My team is trying to resolve an oracle issue we're seeing sporadically that is really causing us trouble.
We have an update process that imports .dmp files via a package that utilizes an Apply job to do so. (not our choice to implement it this way…)
The problem is, we're getting this apply job aborted with an error of 4031 unable to allocate <100 bytes (various values, usually from 60 to 90) from memory, with the shared pool marked as the culprit. ASMM is on. The server is provisioned ~500 MB of memory to run on (these are old Server 2003 environments so memory is in high demand). I am concerned about this error – it seems to me that the error should always report multiples of 4k, as that is our granule size, but perhaps I am mis-understanding the process of freeing up memory. I am also concerned that the server is not freeing up packages as needed.

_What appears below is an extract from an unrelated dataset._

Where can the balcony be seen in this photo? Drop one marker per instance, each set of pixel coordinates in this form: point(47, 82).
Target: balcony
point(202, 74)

I believe that the fix is to use dbms_shared_pool.keep("PACKAGE NAME") to pin the package used to run the apply job, so that it never has to allocate the memory again, but we need to test this fix before we deploy it, for various organizational reasons. We also plan to allocate more memory to the oracle database. Setting the minimum size is not a solution, as we've seen this issue when the size of the pool is above the minimum, with ASMM on. We've also tried setting the sga maximum size to a higher value, and pinning the package in question, but again, with no way to reproduce the issue, it is a waiting game to see if it ever happens again.
Our main problem is in reliably reproducing the problem – even when disabling ASMM and setting the shared pool as small as possible, we're not able to reliably reproduce the issue. We've gotten the shared pool small enough that the web interface can't even pull image tags out of the database, or query the login information from the appropriate table, yet the apply job still runs reliably.
We do not have an in-house DBA so naturally we're probably missing some obvious steps.
This issue is present sporadically on 2-3 servers in a 8 server environment. These individual servers all see similar use by different groups. I am unclear as to why only some of the servers encounter this problem, but have not been able to identify any smoking gun cause.
I am hoping for input in either reliably avoiding this issue entirely, or in reliably forcing the shared pool to be unable to allocate bytes to this job, so that we can confirm these fixes actually work.
Please bear in mind that I have read most of the 4031 posts on SO at this point – this problem has been under investigation for weeks. It is likely NOT appropriate to mark this question as duplicate and direct me to another question – I've read it already. It did not answer my question.This is a cross post from plain old Stackoverflow
I have examined the trace files for one of the servers but it was less than enlightening – I am unsure of what to look for.
We've tried flushing the shared pool, but again, with no way to reproduce the issue it turns into an "wait and see" fix, which isn't the answer that our funder is really interested in.